On the face of it four brigades (discounting the force in the south) were not much to confront the Syrians. But the topography made lateral movement along the slopes impossible, so the three Syrian brigades who occupied positions on those slopes were stationary. As the IDF concentrated all its forces in two narrow wedges, only the units immediately facing them were actually hit and could fight back, whereas the remainder could not come to their support without making huge detours. The six Syrian brigades stationed on the plateau, including most of their armor, never intervened in the battle—the reason presumably being that doing so would make them easy targets for the IAF.
At 1130 hours on June 9 the advance started. The narrow approaches allowed little room for tactical, much less operational finesse; proceeding under cover of heavy air and artillery bombardment, and in some places preceded by bulldozers, teams of tanks and infantry advanced separately on the northern and central axes. The Syrian lines had been built so as to overlook each other, each successive line supported by the line behind. Now they mismanaged the battle, failing to redirect their guns; thus the farther up the slopes the IDF units climbed, the less artillery fire they received.
Ideally the attack would have been delivered by tanks and infantry working together, the former using their cannons to deliver direct fire and covering the latter’s approach. Such had been the IDF’s modus operandi as long ago as the last successful attack on Iraq Suedan in 1948. By 1967, however, that hard-learned lesson had long been forgotten. From 1956 on, the IDF was organized almost exclusively for mobile warfare, what with the armored corps looking at the infantry as an encumbrance and devising derogatory nicknames for them. Consequently the infantrymen of Golani in particular found themselves advancing very much on their own. On their way up they got involved in several hand-to-hand fights for individual positions. The positions were taken for a heavy price in blood and might have been avoided if Elazar (and Rabin) paid more attention to the peculiar conditions on this front.

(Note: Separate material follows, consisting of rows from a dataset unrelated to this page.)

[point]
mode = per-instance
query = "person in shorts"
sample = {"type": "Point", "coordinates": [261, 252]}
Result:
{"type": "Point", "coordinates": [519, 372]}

Nevertheless, on the evening of June 9 the most important positions—bearing names that still strike a chord among Israelis familiar with the war, such as Tel Azaziyat and Tel Fachar—had been taken, and the IDF was standing on the escarpment. On the northern axis stood Golani Infantry Brigade and Col. Albert Mandler’s armored brigade, both of them thoroughly exhausted but about to be reinforced by another armored brigade (“B” Brigade, which had been brought back from the Jenin area). In the center the forward unit (“U” Brigade) had also been overtaken by the mechanized brigade that had been standing by in this sector and was sent up the plateau during the night. Thus Elazar had available a total of five brigades (one entirely fresh) against the remnants of the Syrian forces trying to escape from the slopes and the six uncommitted brigades that, indeed, were ordered to retreat that very night. However, at this point the IDF’s lack of previous planning made itself felt. Apparently there had been no thought given by the General Staff to the campaign’s final objectives. Nor were there any topographical features that could have forced a halt or at least a delay.